Uma gestante identificada como Jardilane Maria do Carmo, 19 anos de idade, viveu momentos de dor e angustia na noite desta quinta-feira, 18 de agosto. De acordo com as informações repassadas pela família da jovem, ao sentir fortes contrações a gestante pediu que alguém acionasse o Serviço de Atendimento Móvel de Urgência (Samu) para que ela pudesse ser conduzida, em segurança, para alguma maternidade de Maceió.
Ainda segundo os familiares da jovem, o atendimento foi negado porque a pessoa que atendeu a ligação declarou que no local não tinha nenhum motorista disponível para conduzir a unidade móvel, causando um sentimento de revolta em familiares, amigos e qualquer pessoa que tome conhecimento sobre o caso pela ingerência administrativa da saúde pública em nosso país.
Ainda com dor e implorando por ajuda, os familiares da gestante resolveram correr em busca de qualquer transporte que pudesse fazer o translado da jovem até a Maternidade.Nesse momento, uma viatura da Polícia Militar passava pelo local e acabou sendo acionada pelos familiares de Jardilane que quase não conseguiam falar de tanto desespero.
Um dos policiais que se encontrava na viatura chegou a fazer uma ligação para a base do SAMU, e mais uma vez o atendimento foi negado.
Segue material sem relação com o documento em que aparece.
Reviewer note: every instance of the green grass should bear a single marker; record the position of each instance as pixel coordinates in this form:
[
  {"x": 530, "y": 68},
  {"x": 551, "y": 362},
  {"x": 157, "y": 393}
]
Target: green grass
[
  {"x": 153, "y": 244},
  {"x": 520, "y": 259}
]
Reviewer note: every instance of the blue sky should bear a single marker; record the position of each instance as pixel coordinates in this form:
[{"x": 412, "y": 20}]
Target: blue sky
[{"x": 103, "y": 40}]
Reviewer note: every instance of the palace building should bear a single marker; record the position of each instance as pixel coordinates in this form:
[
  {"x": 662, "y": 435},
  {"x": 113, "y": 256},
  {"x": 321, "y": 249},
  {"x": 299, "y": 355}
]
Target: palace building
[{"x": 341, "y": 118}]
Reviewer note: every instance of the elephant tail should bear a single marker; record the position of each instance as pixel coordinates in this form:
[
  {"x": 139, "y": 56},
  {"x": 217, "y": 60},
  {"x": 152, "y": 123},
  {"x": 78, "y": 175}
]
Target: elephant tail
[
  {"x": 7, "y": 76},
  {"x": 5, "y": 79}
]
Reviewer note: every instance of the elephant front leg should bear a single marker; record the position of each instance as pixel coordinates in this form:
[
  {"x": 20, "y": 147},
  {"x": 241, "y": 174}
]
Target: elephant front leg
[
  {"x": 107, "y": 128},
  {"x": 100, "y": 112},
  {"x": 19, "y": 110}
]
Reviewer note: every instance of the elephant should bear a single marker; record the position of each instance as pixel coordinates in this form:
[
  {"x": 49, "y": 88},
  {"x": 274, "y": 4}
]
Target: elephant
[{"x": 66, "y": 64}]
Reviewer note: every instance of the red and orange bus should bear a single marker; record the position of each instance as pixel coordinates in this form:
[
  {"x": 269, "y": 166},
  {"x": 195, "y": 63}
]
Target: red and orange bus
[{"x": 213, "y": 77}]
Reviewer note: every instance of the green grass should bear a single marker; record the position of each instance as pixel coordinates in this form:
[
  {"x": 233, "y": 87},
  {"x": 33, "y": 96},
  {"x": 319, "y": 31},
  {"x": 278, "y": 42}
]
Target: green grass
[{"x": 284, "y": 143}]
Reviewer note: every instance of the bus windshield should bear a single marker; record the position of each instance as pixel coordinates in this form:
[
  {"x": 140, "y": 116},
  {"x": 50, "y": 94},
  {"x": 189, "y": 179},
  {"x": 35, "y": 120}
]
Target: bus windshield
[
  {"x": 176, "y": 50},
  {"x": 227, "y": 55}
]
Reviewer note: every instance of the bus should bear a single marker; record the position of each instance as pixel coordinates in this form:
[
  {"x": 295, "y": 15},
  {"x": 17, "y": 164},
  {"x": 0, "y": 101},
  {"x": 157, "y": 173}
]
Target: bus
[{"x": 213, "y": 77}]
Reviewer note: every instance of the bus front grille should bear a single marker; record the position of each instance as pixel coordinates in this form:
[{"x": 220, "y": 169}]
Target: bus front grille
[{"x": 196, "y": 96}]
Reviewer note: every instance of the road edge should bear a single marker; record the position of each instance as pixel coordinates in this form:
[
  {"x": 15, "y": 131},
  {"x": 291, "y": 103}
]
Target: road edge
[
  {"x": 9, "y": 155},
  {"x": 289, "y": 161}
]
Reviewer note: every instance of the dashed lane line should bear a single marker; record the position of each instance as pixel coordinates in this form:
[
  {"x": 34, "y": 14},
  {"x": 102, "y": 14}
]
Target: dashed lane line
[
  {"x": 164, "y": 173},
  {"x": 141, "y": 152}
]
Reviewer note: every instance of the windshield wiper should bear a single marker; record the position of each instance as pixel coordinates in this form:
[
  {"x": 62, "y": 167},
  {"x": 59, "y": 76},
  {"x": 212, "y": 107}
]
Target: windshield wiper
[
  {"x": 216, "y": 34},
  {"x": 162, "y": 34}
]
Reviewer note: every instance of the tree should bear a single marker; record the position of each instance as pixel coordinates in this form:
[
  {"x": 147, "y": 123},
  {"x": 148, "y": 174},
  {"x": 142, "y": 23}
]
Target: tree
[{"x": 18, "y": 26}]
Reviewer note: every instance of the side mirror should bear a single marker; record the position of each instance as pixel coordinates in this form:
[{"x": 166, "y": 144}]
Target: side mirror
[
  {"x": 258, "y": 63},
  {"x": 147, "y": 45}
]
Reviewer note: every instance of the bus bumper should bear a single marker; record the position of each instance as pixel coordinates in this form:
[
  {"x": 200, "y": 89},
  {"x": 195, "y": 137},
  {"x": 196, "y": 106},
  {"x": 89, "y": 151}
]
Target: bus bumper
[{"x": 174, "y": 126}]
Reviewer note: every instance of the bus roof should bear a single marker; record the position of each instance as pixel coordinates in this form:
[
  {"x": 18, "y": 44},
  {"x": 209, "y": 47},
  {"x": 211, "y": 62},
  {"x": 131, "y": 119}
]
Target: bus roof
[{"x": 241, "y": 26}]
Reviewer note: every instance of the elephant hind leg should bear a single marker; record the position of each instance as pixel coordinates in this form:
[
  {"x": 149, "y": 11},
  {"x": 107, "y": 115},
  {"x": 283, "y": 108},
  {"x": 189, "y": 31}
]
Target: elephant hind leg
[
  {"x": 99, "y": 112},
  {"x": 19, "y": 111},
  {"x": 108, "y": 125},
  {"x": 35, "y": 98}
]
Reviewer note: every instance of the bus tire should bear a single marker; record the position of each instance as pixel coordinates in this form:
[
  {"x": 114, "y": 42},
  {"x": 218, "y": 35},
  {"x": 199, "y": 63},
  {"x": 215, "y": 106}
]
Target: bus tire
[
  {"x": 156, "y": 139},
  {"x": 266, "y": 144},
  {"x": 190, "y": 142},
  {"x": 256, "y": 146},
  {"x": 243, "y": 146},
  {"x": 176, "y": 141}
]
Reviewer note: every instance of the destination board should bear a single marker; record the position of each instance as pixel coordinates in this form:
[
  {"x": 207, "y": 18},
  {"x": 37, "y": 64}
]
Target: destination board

Dessa vez, o atendente sugeriu que a jovem pegasse um táxi para seguir ao hospital uma vez que no momento não tinha como a viatura do SAMU ir ao local.
O Corpo de Bombeiros chegou a ser acionado, mas, só conseguiu chegar ao local cerca de três horas depois do chamado. Tarde de mais, uma vez que a jovem já tinha entrado em trabalho de parto e seu bebe tinha falecido por ser prematuro e não ter recebido os devidos atendimentos médicos.